AI Exploits Zero-Days Faster Than Humans

The cybersecurity landscape is rapidly evolving as artificial intelligence models demonstrate an unprecedented ability to discover and exploit vulnerabilities. Initially, AI could only exploit known vulnerabilities with detailed descriptions. However, recent advancements, exemplified by Claude Mythos Preview, show AI autonomously identifying thousands of zero-day vulnerabilities. This capability has drastically shortened exploitation timelines, with critical vulnerabilities being exploited within hours of disclosure, often before patches are available.

Traditional security infrastructure, reliant on lengthy patching cycles, is ill-equipped for this new reality. Prioritizing vulnerabilities solely by CVSS scores is no longer sufficient. A more effective approach involves a three-layer filter combining CISA KEV status, Exploit Prediction Scoring System (EPSS) scores, and CVSS. This method has shown an 18x efficiency gain and covers 85.6% of exploited vulnerabilities.

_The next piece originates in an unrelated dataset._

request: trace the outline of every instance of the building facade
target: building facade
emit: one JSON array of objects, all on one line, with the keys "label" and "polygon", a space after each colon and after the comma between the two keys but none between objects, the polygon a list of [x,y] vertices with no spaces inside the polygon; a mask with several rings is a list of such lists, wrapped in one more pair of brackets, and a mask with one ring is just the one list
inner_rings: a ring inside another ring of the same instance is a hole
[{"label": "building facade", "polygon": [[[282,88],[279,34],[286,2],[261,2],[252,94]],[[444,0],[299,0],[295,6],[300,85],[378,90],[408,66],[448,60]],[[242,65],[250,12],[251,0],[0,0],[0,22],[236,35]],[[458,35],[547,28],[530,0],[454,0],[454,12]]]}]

Furthermore, the rise of AI agents introduces new risks to authorization and credential management. AI builders can inadvertently or intentionally bypass security controls, leading to a significant credential blast radius. Organizations must proactively test authorization boundaries for AI agents and map credential dependencies to mitigate these risks. Implementing event-driven patching for critical services and immediate testing of agent authorization policies are crucial steps.

As AI continues to advance, the speed of vulnerability exploitation will likely increase. Standards bodies are working on agent authentication and authorization, but these solutions are years away. Proactive measures, such as adopting advanced prioritization filters and rapid patching strategies, are essential for organizations to maintain a defensible security posture against AI-driven threats.